Solar y coche eléctrico

Placas solares en comunidad de vecinos: cómo funciona

Si vives en un piso, igual piensas que el autoconsumo solar no es para ti. Pero sí lo es: existe el autoconsumo colectivo, que permite poner placas en la cubierta del edificio y repartir la energía entre los vecinos. Tiene mucho sentido económico, aunque su parte difícil no es técnica, sino ponerse de acuerdo. Vamos a verlo.

Qué es el autoconsumo colectivo

Es una instalación solar compartida: las placas van en la cubierta o en una zona común del edificio, y la energía que producen se reparte entre los vecinos que participan. Cada participante ve su parte como un descuento en su propia factura, igual que en una instalación individual.

El reparto se hace con un coeficiente acordado entre los participantes (puede ser a partes iguales, por consumo, por cuota de participación, etc.). Ese coeficiente es la pieza clave del acuerdo.

Cómo se reparte la energía

Cada vecino sigue teniendo su contador y su factura. Lo que cambia es que una parte de su energía la pone la instalación común. Lo que se produce y no se consume en el momento se vierte a la red y se compensa, con el mismo tope que en cualquier autoconsumo: hasta el importe de la energía consumida. Lo explicamos en placas solares para casa.

Por eso el coeficiente de reparto debe ajustarse a cómo consume cada uno: no tiene sentido dar mucha producción a un vecino que apenas está en casa de día.

Qué hace falta para aprobarlo en la junta

Aquí está el matiz importante para una comunidad: las instalaciones de energías renovables para la comunidad no exigen unanimidad. Se pueden aprobar con una mayoría reforzada de propietarios, lo que facilita mucho sacarlas adelante.

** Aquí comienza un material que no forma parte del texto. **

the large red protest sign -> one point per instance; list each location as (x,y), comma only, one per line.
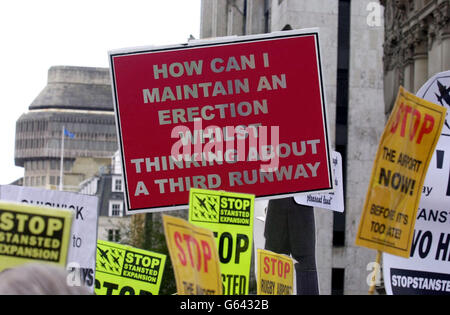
(245,114)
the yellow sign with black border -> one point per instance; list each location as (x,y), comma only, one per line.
(230,216)
(33,234)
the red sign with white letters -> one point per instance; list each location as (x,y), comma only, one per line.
(245,115)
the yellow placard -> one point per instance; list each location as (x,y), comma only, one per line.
(194,257)
(125,270)
(404,153)
(230,217)
(33,234)
(275,274)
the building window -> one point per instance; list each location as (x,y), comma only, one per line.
(115,208)
(117,184)
(337,281)
(114,235)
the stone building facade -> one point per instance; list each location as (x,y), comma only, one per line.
(417,44)
(80,100)
(351,39)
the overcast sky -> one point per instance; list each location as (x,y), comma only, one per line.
(38,34)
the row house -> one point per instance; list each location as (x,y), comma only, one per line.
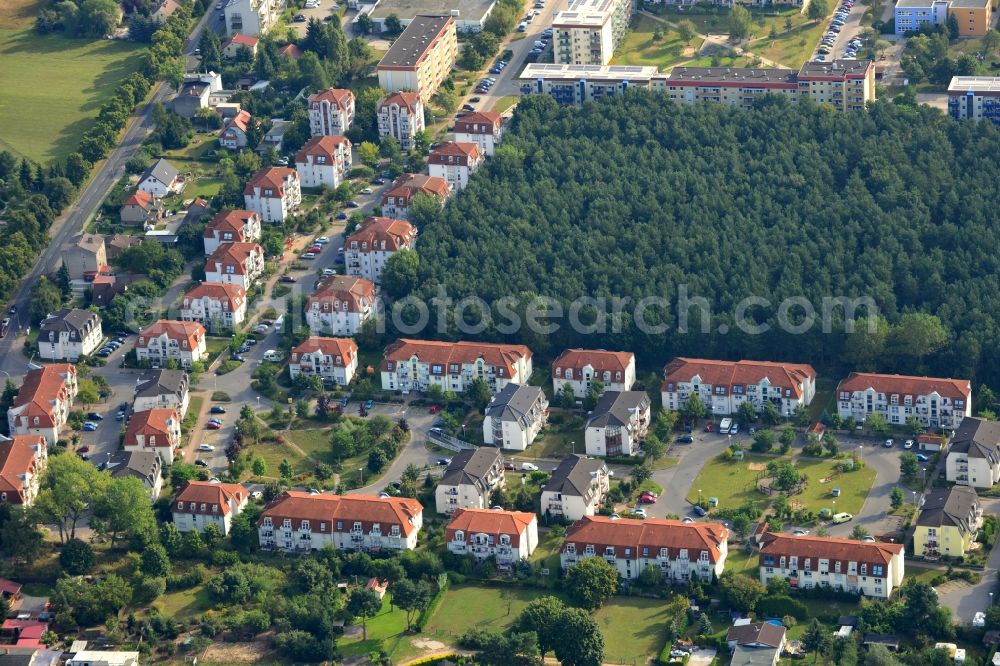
(215,305)
(455,163)
(506,536)
(241,264)
(299,521)
(341,305)
(578,368)
(273,193)
(231,226)
(203,503)
(725,385)
(335,360)
(166,340)
(331,112)
(416,365)
(935,402)
(473,475)
(681,551)
(22,459)
(324,161)
(378,238)
(873,569)
(43,402)
(618,423)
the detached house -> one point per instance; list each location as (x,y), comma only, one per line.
(69,335)
(618,423)
(681,551)
(333,359)
(515,417)
(43,402)
(203,503)
(378,238)
(472,476)
(273,193)
(506,536)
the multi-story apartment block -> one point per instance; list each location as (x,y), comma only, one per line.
(203,503)
(483,128)
(618,423)
(455,162)
(299,521)
(331,112)
(974,454)
(421,58)
(589,31)
(576,488)
(377,239)
(873,569)
(396,200)
(416,365)
(273,193)
(515,417)
(69,335)
(681,551)
(724,385)
(948,522)
(401,116)
(22,459)
(506,536)
(472,476)
(43,402)
(937,403)
(324,161)
(181,341)
(341,305)
(333,359)
(580,367)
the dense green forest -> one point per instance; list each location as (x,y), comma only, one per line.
(634,197)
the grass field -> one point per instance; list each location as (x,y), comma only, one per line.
(53,88)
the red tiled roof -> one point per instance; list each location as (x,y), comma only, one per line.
(493,523)
(621,533)
(727,374)
(348,509)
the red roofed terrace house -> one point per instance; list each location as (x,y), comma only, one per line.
(415,365)
(725,385)
(681,551)
(156,431)
(203,503)
(368,248)
(333,359)
(873,569)
(43,402)
(937,403)
(298,521)
(507,536)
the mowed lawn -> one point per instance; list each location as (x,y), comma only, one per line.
(53,88)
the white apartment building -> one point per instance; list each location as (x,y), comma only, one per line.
(873,569)
(415,365)
(937,403)
(681,551)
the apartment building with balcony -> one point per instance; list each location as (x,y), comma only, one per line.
(416,365)
(873,569)
(935,402)
(948,523)
(681,551)
(506,536)
(515,417)
(298,521)
(576,488)
(974,454)
(472,476)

Para que la junta diga que sí, ayuda llevar las cosas masticadas:

  • Un presupuesto real (mejor varios) con potencia y equipos.
  • Una propuesta de reparto clara entre los interesados.
  • Quién asume el mantenimiento y cómo se gestionan altas y bajas de participantes.

Qué cuesta y por qué suele compensar más

El precio depende del tamaño de la instalación y del número de participantes, pero la lógica es sencilla: al compartir cubierta, montaje y parte del equipo, el coste por vecino suele ser menor que instalando cada uno por su cuenta.

A cambio, hay que invertir tiempo en coordinar a la comunidad y acordar el reparto. Esa es, casi siempre, la parte que más se alarga.

Sin promesas cerradas. Como en cualquier autoconsumo, desconfía de quien garantice un ahorro fijo “para todos”. Depende del consumo de cada vecino, de la cubierta y del reparto acordado. Pide rangos honestos y varios presupuestos.

Y las ayudas

El autoconsumo colectivo entra en el mismo terreno de subvenciones y bonificaciones que el individual: convocatorias por comunidad autónoma y bonificaciones municipales del IBI y el ICIO. Lo vemos en ayudas al autoconsumo. Consulta siempre la convocatoria vigente antes de contar con ese dinero.

En resumen

  • Vivir en un piso no te deja fuera del autoconsumo.
  • La energía se reparte entre los vecinos participantes según un coeficiente.
  • Se aprueba por mayoría reforzada, no por unanimidad, y es voluntario.
  • Suele salir más a cuenta por vecino, a cambio de coordinar a la comunidad.

Si además queréis cargar coche eléctrico en el garaje comunitario, mira cómo encaja en punto de recarga en casa.

Preguntas frecuentes

¿Se pueden poner placas solares en una comunidad de vecinos?
Sí. Es el autoconsumo colectivo: se instalan placas en la cubierta del edificio y la energía se reparte entre los vecinos que participan, según un coeficiente acordado. Cada uno lo ve reflejado como descuento en su propia factura.
¿Qué mayoría hace falta para aprobar las placas en la comunidad?
Las instalaciones de aprovechamiento de energías renovables para la comunidad se pueden aprobar con una mayoría reforzada de propietarios, no por unanimidad. Conviene llevar a la junta un presupuesto y una propuesta de reparto clara para facilitar el acuerdo.
¿Tengo que participar obligatoriamente si vivo en el edificio?
No. El autoconsumo colectivo es voluntario: participan los vecinos que quieren. El reparto de la energía se hace entre los participantes según el coeficiente acordado, y quien no entra ni paga ni recibe energía de la instalación.
¿Sale más barato que ponerlas yo solo?
Suele salir más a cuenta por vecino, porque se comparten la cubierta, el montaje y parte del equipo. A cambio hay que coordinar a la comunidad y acordar el reparto, que es la parte que más tiempo lleva.